Pin Cushion is a 2017 English-language film written and directed by Deborah Haywood, her feature film debut. Pin Cushion premiered as the opening film of International Critics' Week at the 74th Venice International Film Festival and was released in the United Kingdom on 13 July 2018.

Plot 
Mother Lyn and daughter Iona (a.k.a. Dafty One and Dafty Two) are excited to be starting a new life in a small Midlands town. Determined to make a success of things after a tricky start at a new school, the gawky Iona becomes ‘best friends’ with Keeley, Stacey and Chelsea. Used to having Iona to herself, Lyn feels left out and tries unsuccessfully to make her own friends starting with Belinda, her sour-faced neighbour.
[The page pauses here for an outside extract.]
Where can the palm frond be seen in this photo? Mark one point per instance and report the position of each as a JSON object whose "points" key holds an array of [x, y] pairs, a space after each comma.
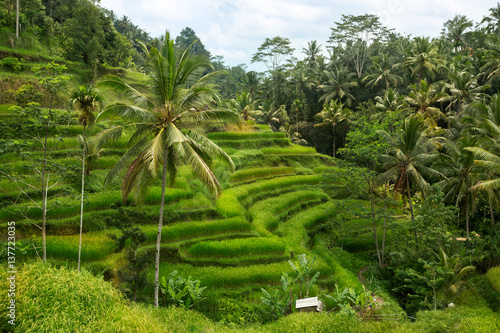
{"points": [[105, 136], [124, 160], [125, 111]]}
As much as Lyn and Iona pretend to each other that things are going well, Iona struggles with schoolmates who act more like 'frenemies' than friends, and Lyn is treated with varying degrees of indifference by neighbours and a supposed support group.

Cast 
 Lily Newmark as Iona
 Joanna Scanlan as Lyn
 Loris Scarpa as Daz
 Sacha Cordy-Nice as Keeley
 Bethany Antonia as Chelsea
 Saskia Paige-Martin as Stacie
 Sophia Tuckey as Peggy	
 John Henshaw as Percy	
 Lennon Bradley as Sam
 Aury Wayne as Sicko	
 Charles Francis as Dwayne
 Isy Suttie as Anne
 Jacob Lee as Jordan
 Chanel Cresswell as Belinda 
 Nadine Coyle as Air Hostess

Production 
Pin Cushion was filmed in Haywood's home town of Swadlincote, South Derbyshire, with locations including the interior of Gresley Old Hall in Church Gresley, the interior and exterior of The Pingle Academy, the exterior of the Town Hall, and in West Street to the High Street in the town centre, and a scene filmed in Burton Queen's Hospital. The house the main characters move into can be found in Hastings Road, Swadlincote.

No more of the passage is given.